I’m testing out some bayesian computation frameworks. Here’s a model I’ve written
def model(features: PyroFeatures, log_prices: torch.Tensor):
fourier_coef = pyro.sample(
'fourier_coef',
pdt.Normal(torch.zeros(12), 0.25 * torch.ones(12)).to_event(1),
)
category_coef = pyro.sample(
'category_coef',
pdt.Normal(
torch.zeros(features.unique_categories),
2.0 * torch.ones(features.unique_categories),
).to_event(1),
)
radius_coef = pyro.sample('radius_coef', pdt.LogNormal(-2.0, 2.0))
log_position_coef = pyro.sample('log_position_coef', pdt.LogNormal(-2.3, 1.6))
intercept = pyro.sample('intercept', pdt.Normal(1.7, 0.75))
sigma = pyro.sample('sigma', pdt.LogNormal(-1.0, 2.0))
log_expected_value = (
torch.matmul(features.fourier, fourier_coef)
+ torch.matmul(features.category, category_coef)
- features.radius * radius_coef
- features.log_position * log_position_coef
+ intercept
)
with pyro.plate("data", len(log_prices)):
pyro.sample("obs", pdt.Normal(log_expected_value, sigma), obs=log_prices)
def guide(features: PyroFeatures, log_prices: torch.Tensor):
fourier_coef_loc = pyro.param('fourier_coef_loc', torch.zeros(12))

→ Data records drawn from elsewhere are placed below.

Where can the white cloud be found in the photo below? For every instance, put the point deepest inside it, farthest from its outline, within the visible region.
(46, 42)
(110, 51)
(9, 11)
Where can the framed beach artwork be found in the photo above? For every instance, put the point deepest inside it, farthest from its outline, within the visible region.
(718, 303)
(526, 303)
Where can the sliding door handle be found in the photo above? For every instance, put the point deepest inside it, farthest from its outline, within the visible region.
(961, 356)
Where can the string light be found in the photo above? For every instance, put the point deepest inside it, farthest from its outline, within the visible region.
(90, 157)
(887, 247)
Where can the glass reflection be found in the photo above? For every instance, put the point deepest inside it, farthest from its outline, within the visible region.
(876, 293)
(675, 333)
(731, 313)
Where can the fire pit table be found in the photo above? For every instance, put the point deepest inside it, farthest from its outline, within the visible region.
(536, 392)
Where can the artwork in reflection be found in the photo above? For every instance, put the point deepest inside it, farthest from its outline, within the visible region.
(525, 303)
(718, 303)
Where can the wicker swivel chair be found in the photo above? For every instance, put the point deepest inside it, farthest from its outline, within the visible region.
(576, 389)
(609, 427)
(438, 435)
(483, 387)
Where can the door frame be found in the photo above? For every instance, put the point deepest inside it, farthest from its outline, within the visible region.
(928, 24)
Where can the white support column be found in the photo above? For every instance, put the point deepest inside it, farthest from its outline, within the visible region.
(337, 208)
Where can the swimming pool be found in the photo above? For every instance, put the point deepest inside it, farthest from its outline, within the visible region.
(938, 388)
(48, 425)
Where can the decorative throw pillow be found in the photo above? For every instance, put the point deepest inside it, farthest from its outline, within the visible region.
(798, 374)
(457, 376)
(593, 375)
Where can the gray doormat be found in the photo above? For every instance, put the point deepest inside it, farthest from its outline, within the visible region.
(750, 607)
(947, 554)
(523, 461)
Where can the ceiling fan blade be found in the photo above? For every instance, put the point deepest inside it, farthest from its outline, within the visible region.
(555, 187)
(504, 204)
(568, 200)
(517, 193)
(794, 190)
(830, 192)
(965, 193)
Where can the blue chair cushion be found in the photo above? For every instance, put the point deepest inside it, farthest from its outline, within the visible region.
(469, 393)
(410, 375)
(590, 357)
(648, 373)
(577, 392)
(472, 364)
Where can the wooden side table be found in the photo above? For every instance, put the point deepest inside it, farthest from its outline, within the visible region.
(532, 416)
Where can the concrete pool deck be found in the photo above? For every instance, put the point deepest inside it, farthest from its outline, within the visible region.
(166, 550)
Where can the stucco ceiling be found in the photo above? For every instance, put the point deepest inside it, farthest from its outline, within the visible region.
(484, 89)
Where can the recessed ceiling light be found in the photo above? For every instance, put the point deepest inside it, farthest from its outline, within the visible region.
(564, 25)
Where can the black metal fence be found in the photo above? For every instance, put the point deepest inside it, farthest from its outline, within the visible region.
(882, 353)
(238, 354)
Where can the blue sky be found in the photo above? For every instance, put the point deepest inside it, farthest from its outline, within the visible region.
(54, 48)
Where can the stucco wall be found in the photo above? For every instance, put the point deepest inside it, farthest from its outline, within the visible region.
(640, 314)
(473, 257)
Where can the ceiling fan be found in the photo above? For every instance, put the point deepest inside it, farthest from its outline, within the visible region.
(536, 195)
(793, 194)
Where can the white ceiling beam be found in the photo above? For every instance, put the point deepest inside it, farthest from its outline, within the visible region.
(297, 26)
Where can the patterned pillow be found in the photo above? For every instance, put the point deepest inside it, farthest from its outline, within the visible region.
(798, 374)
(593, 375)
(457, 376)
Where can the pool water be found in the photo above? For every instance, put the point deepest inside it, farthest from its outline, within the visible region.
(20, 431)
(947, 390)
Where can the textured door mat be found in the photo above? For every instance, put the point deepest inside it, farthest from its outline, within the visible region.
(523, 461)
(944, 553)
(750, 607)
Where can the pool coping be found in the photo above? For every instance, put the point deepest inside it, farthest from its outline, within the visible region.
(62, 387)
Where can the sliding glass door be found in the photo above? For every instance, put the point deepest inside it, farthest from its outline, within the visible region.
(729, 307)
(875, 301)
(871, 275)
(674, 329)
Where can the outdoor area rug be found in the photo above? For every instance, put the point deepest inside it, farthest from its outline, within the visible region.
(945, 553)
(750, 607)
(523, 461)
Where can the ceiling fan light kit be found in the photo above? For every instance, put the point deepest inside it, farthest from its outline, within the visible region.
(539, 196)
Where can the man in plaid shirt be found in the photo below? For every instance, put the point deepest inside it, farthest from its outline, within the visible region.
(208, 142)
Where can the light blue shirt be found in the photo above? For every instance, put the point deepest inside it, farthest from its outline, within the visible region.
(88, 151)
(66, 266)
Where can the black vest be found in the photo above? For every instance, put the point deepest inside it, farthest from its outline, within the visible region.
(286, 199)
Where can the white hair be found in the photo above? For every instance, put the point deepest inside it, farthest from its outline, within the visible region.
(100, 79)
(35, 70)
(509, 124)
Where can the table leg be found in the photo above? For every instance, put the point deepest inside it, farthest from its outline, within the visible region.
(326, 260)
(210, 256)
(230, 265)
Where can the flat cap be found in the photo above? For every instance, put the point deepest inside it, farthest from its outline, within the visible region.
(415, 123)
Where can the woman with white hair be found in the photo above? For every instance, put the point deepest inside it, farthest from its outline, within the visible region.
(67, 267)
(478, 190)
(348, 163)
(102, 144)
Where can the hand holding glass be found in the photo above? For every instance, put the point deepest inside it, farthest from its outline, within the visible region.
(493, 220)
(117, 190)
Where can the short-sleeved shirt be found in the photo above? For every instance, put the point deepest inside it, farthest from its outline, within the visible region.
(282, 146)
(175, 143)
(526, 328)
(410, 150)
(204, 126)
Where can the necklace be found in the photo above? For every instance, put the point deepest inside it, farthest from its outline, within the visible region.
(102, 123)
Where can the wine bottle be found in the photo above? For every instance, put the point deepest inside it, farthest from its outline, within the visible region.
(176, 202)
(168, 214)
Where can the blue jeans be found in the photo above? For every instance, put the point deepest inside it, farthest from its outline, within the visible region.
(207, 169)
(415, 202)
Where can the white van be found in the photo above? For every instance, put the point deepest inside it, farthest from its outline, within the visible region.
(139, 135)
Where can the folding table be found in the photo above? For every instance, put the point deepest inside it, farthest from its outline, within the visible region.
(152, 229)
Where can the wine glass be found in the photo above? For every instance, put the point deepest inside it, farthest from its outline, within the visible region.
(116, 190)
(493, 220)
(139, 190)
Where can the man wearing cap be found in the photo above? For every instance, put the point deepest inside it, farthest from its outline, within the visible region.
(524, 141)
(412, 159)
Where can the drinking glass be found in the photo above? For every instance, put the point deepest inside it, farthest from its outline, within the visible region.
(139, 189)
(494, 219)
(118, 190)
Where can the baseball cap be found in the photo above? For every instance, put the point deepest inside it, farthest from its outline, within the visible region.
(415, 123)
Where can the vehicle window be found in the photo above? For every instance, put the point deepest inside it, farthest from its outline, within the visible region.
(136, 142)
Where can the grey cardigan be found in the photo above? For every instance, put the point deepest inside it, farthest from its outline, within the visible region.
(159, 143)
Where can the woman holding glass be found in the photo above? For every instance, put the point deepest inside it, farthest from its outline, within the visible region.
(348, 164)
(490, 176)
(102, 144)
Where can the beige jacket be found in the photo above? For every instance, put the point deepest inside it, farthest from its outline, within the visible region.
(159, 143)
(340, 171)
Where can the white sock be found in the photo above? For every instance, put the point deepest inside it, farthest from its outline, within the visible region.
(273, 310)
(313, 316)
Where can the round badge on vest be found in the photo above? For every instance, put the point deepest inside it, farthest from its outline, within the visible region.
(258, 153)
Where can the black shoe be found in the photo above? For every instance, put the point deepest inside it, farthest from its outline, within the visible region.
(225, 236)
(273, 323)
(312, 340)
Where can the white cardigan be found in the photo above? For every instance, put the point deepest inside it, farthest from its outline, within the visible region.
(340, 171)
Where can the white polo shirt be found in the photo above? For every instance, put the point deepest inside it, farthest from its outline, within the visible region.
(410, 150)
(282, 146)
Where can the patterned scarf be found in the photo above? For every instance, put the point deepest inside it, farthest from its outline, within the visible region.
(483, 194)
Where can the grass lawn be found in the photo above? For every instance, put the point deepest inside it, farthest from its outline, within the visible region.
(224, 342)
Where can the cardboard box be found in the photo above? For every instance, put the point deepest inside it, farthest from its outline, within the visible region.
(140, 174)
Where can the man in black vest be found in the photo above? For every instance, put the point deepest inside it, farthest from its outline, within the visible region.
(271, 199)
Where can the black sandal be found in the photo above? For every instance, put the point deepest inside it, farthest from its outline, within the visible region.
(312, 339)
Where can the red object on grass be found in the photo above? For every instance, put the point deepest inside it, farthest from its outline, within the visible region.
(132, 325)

category_coef_loc = pyro.param(
'category_coef_loc',
torch.zeros(features.unique_categories),
)
radius_coef_loc = pyro.param(
'radius_coef_loc',
torch.ones(1),
constraint=pdt.constraints.positive,
)
log_position_coef_loc = pyro.param(
'log_position_coef_loc',
torch.ones(1),
constraint=pdt.constraints.positive,
)
intercept_loc = pyro.param('intercept_loc', torch.zeros(1))
sigma_loc = pyro.param('sigma_loc', torch.ones(1), constraint=pdt.constraints.positive)
fourier_coef = pyro.sample('fourier_coef', pdt.Delta(fourier_coef_loc).to_event(1))
category_coef = pyro.sample('category_coef', pdt.Delta(category_coef_loc).to_event(1))
radius_coef = pyro.sample('radius_coef', pdt.Delta(radius_coef_loc))
log_position_coef = pyro.sample('log_position_coef', pdt.Delta(log_position_coef_loc))
intercept = pyro.sample('intercept', pdt.Delta(intercept_loc))
sigma = pyro.sample('sigma', pdt.Delta(sigma_loc))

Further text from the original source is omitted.